As with June, the River Pride has continued to push boundaries during July, although they did make a reappearance in their trusty homeland around Misava Safari Camp. We are pleased to see the pride has consistently been together over much of the month. That being said, at one stage the males - Hosi and Socha - were spotted expelling the two oldest boy cubs from a fresh kill. At 2 years old now, their time may finally have come to venture out into the wider world.


The other main news from the lions last month was the long-expected presentation of 2 new cubs to the pride. Having seen the males mating with one of the River females some months ago, we were hopeful of adding some more cuteness to the area - and the latest bundles of joy are most definitely that! With 16 older cousins, they have quickly learned to stand up for themselves and are proving confident and rambunctious individuals. Probably already 2-3 months old at their reveal, their mother was wise to keep them safely guarded from so many bossy family members until now. All-in, the pride now stands at 28 individuals - a mammoth number! However, the apparent departure of the two young males relieves a little pressure off the females for now. 

African wild dogs

With the lack of a denning pack in our traverse this year, we have been fortunate to still see a small pack of 6 individuals roaming the property. Our guests in July have enjoyed a few wonderful sightings of them playing by the river and feeding on the last remains of a fresh impala kill. Sadly, one of the pack is badly injured - likely by hyena - although for now he is being lovingly supported by his pack members. Amazingly, African wild dogs will rarely leave behind an injured dog and in the past we have seen one individual with a severe limp manage to survive for well over a year at the grace of his family members. 

A rare African wild dog bloodied after a recent meal

Other sightings

It goes without saying that the numerous encounters with the majestic elephant continues to enthral our many guests.
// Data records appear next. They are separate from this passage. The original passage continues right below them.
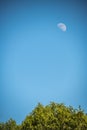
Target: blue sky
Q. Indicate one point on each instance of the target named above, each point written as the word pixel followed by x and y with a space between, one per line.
pixel 39 62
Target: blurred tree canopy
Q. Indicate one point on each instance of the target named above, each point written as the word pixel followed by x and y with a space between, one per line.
pixel 50 117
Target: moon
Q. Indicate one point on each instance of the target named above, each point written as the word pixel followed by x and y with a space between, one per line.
pixel 61 26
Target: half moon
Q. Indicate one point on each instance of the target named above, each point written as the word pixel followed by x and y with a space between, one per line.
pixel 61 26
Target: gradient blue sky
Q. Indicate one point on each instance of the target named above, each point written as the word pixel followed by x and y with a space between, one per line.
pixel 39 62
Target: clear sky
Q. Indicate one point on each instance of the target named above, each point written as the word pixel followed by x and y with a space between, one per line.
pixel 38 61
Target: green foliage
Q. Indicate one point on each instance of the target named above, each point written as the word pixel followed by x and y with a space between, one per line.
pixel 51 117
pixel 55 117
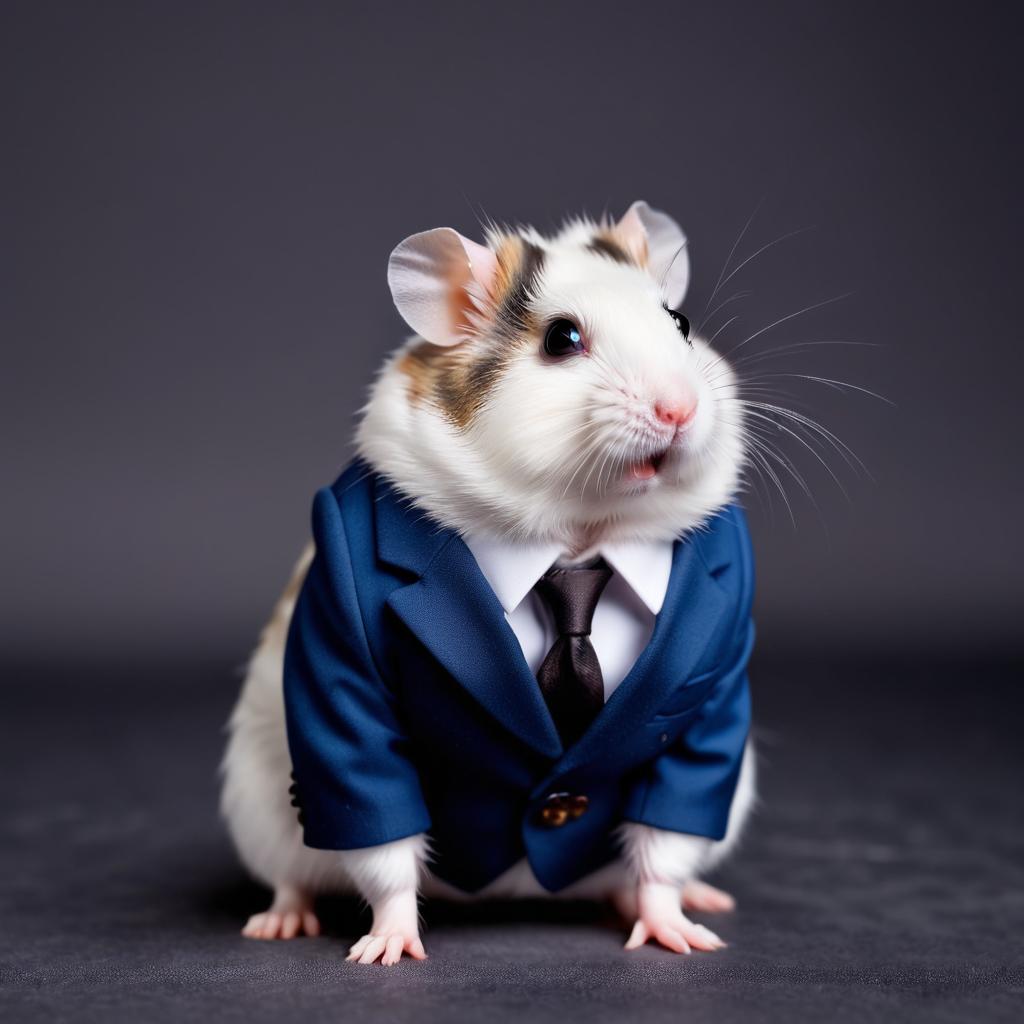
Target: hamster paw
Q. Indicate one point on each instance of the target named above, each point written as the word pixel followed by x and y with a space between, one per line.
pixel 387 947
pixel 659 918
pixel 290 914
pixel 704 898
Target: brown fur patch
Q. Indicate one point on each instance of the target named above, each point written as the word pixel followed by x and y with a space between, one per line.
pixel 609 243
pixel 458 379
pixel 604 245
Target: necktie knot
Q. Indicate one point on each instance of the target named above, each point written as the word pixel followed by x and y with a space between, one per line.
pixel 571 595
pixel 570 674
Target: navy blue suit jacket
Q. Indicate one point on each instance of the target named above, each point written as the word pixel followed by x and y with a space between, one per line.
pixel 412 709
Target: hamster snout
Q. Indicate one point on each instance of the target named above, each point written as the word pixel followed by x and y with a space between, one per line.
pixel 678 411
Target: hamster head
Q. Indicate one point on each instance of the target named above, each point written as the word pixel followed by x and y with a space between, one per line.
pixel 554 389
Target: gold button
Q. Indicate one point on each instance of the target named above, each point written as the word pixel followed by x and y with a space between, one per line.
pixel 562 807
pixel 554 817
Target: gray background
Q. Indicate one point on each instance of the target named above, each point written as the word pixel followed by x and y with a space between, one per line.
pixel 198 206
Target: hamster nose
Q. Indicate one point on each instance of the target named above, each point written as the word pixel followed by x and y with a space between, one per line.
pixel 676 412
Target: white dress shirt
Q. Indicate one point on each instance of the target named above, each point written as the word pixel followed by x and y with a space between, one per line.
pixel 624 622
pixel 624 619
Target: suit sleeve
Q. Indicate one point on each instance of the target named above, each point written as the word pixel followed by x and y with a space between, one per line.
pixel 689 787
pixel 356 783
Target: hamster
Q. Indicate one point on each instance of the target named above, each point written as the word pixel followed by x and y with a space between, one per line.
pixel 553 393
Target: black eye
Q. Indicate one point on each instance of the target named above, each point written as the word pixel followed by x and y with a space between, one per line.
pixel 563 338
pixel 682 324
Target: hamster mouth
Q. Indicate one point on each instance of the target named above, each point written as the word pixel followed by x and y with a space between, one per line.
pixel 645 469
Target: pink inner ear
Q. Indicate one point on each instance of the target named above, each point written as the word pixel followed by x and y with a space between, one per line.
pixel 482 263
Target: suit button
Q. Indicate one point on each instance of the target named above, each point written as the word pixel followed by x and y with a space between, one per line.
pixel 561 807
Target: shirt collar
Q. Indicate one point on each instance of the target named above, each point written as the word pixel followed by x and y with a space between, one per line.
pixel 513 567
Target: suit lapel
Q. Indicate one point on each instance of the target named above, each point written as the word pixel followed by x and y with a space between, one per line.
pixel 691 614
pixel 453 611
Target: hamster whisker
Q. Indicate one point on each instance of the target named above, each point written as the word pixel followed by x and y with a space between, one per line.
pixel 757 452
pixel 731 320
pixel 728 259
pixel 750 357
pixel 782 459
pixel 810 425
pixel 774 242
pixel 780 321
pixel 838 385
pixel 807 444
pixel 707 320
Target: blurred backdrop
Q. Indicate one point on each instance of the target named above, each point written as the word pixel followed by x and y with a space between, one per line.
pixel 199 202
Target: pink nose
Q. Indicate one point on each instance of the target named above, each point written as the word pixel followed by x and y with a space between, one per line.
pixel 676 413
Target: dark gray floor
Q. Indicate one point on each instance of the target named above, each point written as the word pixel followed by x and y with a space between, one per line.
pixel 883 880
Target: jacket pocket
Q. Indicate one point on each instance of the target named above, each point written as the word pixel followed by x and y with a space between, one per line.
pixel 683 700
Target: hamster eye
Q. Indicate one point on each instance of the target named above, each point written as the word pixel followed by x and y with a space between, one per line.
pixel 682 324
pixel 563 338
These gigantic pachyderms have been flocking to the river of late to revel in the Klaserie’s clear waters. Furthermore, there have been small herds of buffalo leisurely grazing along the river’s edge - often right in front of the pool deck at camp, much to the delight of everyone. However, in terms of the big and bulky, there has been one particularly special animal visiting the area this month. A beautiful, male Black rhino - an exceptionally rare creature - has been spotted 3 times in July. Smaller and more secretive than their better-known cousins (the White rhino), these endangered individuals will even get our seasoned guides doing a happy dance after a sighting! It is such a privilege to be able to encounter this magical species in the wild and we hope that he continues to call the Klaserie home.